For the first time in more than a decade, people are scrutinising Conservative policy. People are considering what the Tories would be like in government.
But not a government with a small majority, humbly nurturing a consensus. Britain may yet face a huge Tory majority, brazenly Thatcherite.
This led to a muddle in the past two weeks when shadow health secretary Andrew Lansley told the Health Service Journal that next year’s NHS budget would be cut if the Conservatives won the election. This was followed by a clumsy rebuttal, again from Lansley, saying NHS budgets are safe but other departments will see ten per cent cuts across the board.
Also this week the Conservatives have announced that they will cut school testing and ID cards. Both measures are calculated to bite into Labour’s liberal left base but they leave the Tories vulnerable among the Daily Mail-reading middle Englanders, who rather like ID cards and school tests.
To Labour, this sends a clear signal. The Conservatives feel they have in the bag the middle England they need to win a small majority.
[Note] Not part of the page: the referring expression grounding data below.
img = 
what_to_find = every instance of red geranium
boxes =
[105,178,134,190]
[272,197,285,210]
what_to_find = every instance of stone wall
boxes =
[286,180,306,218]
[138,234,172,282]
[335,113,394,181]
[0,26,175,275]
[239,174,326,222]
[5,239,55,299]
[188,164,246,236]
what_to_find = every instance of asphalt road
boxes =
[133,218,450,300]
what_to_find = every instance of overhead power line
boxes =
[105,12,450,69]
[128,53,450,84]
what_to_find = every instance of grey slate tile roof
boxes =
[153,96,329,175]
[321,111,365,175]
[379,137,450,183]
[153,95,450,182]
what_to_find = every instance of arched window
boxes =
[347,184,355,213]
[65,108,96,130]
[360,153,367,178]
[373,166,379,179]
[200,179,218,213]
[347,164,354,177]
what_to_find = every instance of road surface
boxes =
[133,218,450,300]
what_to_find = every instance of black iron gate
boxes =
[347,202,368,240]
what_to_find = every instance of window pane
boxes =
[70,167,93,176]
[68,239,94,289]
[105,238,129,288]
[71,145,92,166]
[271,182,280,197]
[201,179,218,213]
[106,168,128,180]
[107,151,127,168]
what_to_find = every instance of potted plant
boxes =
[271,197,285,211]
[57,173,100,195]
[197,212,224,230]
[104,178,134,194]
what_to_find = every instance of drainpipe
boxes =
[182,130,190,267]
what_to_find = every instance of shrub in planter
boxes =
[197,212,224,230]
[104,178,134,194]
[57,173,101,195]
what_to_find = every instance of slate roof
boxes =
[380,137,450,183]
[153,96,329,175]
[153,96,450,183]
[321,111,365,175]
Now they are moving on to Labour’s turf, where they can go for a large majority. But whatever messages of caring Conservatism they need to express before the election, a large majority will also mean a large number of newly elected, unreconstructed Thatcherites on the backbenches.
Without wanting to sound like a party political broadcast, the Tory agenda in government will be as follows: restrict abortion rights; bring back fox hunting; detachment from Europe; acceleration of NHS privatisation; voucher schemes for school places and public service cuts. In addition, they will devolve power to a Tory dominated English Parliament and conduct a boundary review for Westminster.
It’s good for Britain that the Conservatives have had to start talking about policy before the election, something they have avoided so far. At least it will be a choice.